Forget Outsourcing, Try Rural Sourcing
Google makes a deal China, but at what cost? After months of tension, Google announced today that Beijing will renew its license to operate in mainland China. Google had previously refused orders to censor its search results and pulled some of its Chinese operations. Under the agreement, Google can keep offering limited services in China and send users to Google's uncensored Hong Kong-based portal. The New York Times calls the license renewal a sign that Google "is determined to keep a foot in China," which now has more Internet users that the U.S. Business Insider says Google blew it for censoring its entire list of web pages, rather than just the ones that China objected to. The Washington Post compares Google's compromise unfavorably to against Yahoo and Bing, neither of which limited their operations to submit to Beijing's rules. Adds the Post, "Google remains a for-profit company, and by pruning its domestic site to a stub of its former self--remember too that China can still block google.hk from its citizens--the company risks ceding a large chunk of the market to U.S. competitors and Baidu, a Beijing-based firm that dominates search in China."
Rural sourcing is the new outsourcing. In some parts of the country the rising unemployment rates aren't showing any sign of slackening. Enter rural sourcing, which some companies are turning to as a way to get less expensive labor and invigorate the domestic economy (via CNNMoney). "They're moving people from fast-food to IT jobs and letting them use their brains," enthused Mary Lacity, an information systems professor at the University of Missouri St. Louis. Curious about outsourcing but haven't tried it yet? Here's our guide to outsourcing your R&D.
Henry Blodget's second act. Bloomberg Businessweek has a profile of the disgraced-stock-analyst-turned-media-mogul, Henry Blodget. He's the founder of Business Insider, a serious business publication with a tabloid sensibility. (Think: Economic analysis and pictures of scantily-clad women.) The format has attracted controversy--Blodget has been derided as "The Hooters of the Internet"--and it has yet to turn a profit, but Businessweek says that Business Insider is on track to book $30 million in revenue this year.
Win a date with Intuit. Entrepreneurs and start-ups eager to get their products noticed by a major corporation may want to check out Intuit's Entrepreneur Day contest. The company is offering a few dozen start-ups the opportunity to meet with Scott Cook and Inuit's chief technology officer, Tayloe Stansbury, to hear what they are looking for from their partner companies. Winners also get the chance to go on a "speed date" with members of Intuit's development team to pitch your company's ideas in a private one-on-one session. The deadline for applications is July 16, complete details can be found here. For some more ideas on how to get your products noticed by the big guys, check out these sales tips from the world's toughest customers.

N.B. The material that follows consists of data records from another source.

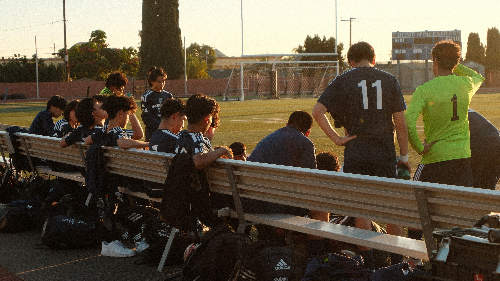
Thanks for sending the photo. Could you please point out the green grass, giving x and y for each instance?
(252, 120)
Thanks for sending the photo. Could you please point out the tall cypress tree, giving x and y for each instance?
(475, 49)
(161, 43)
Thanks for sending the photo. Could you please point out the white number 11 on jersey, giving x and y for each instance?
(364, 91)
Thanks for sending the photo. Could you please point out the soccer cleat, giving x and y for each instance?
(116, 249)
(141, 245)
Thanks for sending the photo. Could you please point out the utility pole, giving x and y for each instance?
(65, 44)
(350, 30)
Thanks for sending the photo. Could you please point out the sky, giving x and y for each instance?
(269, 27)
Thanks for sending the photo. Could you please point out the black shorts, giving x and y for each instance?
(452, 172)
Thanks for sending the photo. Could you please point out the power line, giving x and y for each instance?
(30, 26)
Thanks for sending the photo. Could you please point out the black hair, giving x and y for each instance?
(56, 101)
(172, 106)
(83, 112)
(69, 107)
(199, 106)
(116, 79)
(115, 104)
(447, 54)
(301, 121)
(328, 161)
(359, 52)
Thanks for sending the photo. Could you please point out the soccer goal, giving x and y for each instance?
(279, 78)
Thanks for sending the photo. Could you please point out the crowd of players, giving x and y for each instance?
(366, 102)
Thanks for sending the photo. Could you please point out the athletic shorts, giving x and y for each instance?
(452, 172)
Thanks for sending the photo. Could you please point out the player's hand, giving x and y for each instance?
(427, 147)
(341, 141)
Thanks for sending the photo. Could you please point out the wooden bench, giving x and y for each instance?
(419, 205)
(42, 147)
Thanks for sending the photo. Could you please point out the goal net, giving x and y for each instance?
(279, 79)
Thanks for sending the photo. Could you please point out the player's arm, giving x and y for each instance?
(319, 114)
(136, 127)
(202, 160)
(402, 135)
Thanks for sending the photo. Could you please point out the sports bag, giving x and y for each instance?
(215, 257)
(265, 261)
(64, 231)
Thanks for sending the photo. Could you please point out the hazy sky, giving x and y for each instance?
(270, 27)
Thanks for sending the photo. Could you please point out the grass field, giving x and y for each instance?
(252, 120)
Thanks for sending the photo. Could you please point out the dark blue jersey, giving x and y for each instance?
(286, 146)
(363, 101)
(150, 104)
(163, 141)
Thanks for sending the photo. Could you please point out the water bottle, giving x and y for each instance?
(403, 172)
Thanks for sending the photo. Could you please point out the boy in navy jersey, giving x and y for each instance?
(365, 101)
(120, 110)
(172, 121)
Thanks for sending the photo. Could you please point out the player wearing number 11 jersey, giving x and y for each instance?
(443, 103)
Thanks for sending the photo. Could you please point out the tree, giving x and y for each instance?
(161, 43)
(94, 60)
(321, 45)
(475, 49)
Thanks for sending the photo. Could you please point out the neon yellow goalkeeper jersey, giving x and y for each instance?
(443, 103)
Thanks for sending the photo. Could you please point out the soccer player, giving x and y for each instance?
(365, 101)
(68, 123)
(91, 116)
(172, 121)
(43, 123)
(152, 100)
(120, 110)
(443, 102)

What Foursquare wants you to remember. It's a game. And that's the company's strategy going forward, Foursquare engineer Anoop Ranganath told The Big Money's Disrupters podcast. Now that it has plenty of money to grow, Foursquare is talking strategy. Ranganath said: "we need to build a compelling product on top of check-ins," and that a goal is "making the game more fun for users - drawing more people in." What to look for in the future of Foursquare? More game mechanics, goals, and paths for users to choose to earn more achievements, like points and badges. It's no stretch: Creator Dennis Crowley teaches at NYU's Interactive Telecommunications Program, known for churning out super-sized urban games.

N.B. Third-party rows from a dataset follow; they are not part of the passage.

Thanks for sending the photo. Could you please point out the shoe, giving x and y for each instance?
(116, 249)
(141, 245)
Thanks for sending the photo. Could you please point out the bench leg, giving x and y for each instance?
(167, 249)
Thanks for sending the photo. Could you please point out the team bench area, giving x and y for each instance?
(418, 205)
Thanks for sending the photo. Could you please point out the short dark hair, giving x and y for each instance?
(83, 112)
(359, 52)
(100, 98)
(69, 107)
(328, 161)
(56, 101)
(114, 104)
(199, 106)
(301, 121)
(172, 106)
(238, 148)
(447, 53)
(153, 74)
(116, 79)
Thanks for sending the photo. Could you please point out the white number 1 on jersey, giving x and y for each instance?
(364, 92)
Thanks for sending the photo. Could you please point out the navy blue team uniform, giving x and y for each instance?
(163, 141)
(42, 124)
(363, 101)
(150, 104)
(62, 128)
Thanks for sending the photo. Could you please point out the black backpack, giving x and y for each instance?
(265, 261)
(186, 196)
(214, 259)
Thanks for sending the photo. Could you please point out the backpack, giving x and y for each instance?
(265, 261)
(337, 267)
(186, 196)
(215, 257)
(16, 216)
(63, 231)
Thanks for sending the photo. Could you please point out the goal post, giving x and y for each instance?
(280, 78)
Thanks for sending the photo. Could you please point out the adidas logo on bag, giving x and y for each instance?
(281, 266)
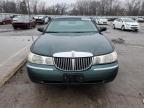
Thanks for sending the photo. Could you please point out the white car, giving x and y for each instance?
(126, 24)
(101, 21)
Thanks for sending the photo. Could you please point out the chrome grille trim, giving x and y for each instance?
(73, 64)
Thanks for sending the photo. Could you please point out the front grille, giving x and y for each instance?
(73, 64)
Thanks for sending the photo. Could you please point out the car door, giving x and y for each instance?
(120, 23)
(116, 23)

Threadless takes on laptops (and flip flops). Threadless, the crowdsourcing T-shirt maker, has signed deals to put their designs on some Dell laptops and Havaianas flip flops, the Chicago Tribune reports. And this could be just the beginning of an expansion into new products for the Chicago-based company. "Company executives also have had discussions about putting designs on water towers, beverage containers and integrating them into video games," the paper says.